Besonders gut erinnere ich mich an einen Besuch im „Irodion“ vor vielleicht zehn Jahren. Damals war ich mit meiner Nichte Nicole dorthin gegangen, die ihr Studium in Marburg weiterführen wollte. Der Abnd war warm und ein wenig schwül.
Es muss ein Tag Ende Autust oder Anfang September gewesen sein. Jedenfalls waren die Wespen gierig auf Protein. In riesigen Schwärmen flogen sie heran, um sich an den Speisen der Restaurantbesucher gütlich zu tun.
Am Ende jedes Tisches stand ein Teller mit einigen Stücken Gyros. Zunächst einmal flogen die Wespen dorthin. Nicole beschrieb mir, wie die Fleischstücke nach den Besuchen der Insekten sichtlich kleiner wurden.
Irgendwann kamen die Wespen dann auch zu uns. Wir baten den Kellner, etwas gegen die ungebetenen Mitesser zu unternehmen; doch er zuckte nur mit den Achseln.

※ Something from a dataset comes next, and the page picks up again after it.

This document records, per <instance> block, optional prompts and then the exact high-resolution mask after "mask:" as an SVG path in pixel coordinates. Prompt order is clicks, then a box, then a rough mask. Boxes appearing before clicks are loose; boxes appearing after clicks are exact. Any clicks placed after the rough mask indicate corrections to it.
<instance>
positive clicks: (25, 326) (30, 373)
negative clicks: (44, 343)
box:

So verging uns allmählich der Appetit und die Freude am Abendessen im Biergarten.
Am nächsten Tag kamen zwei oder drei Wespen auf meinen Balkon. Nicole und ich saßen dort gerade mit einem Stück Kuchen. Den aber wollten die Wespen anscheinend nicht unbedingt haben, weshalb sie sich nach wenigen Bewegungen von uns bald wieder anderswohin verzogen.
Ungetrübt waren hingegen meine Gespräche im Garten des „Irodion“ mit Denkmalschützern und Politikern sowie mit meinem alten Kumpel Kasi. Trotz der regelmäßigen – wenn auch immer wieder vorübergehenden – Lärmattacken ist der Biergarten zwischen Autobahn und Eisenbahn für mich der gemütlichste in Marburg. Nicht zuletzt wegen ihm gehört das „Irodion“ für mich auch zu den legendären Lokalen in Marburg.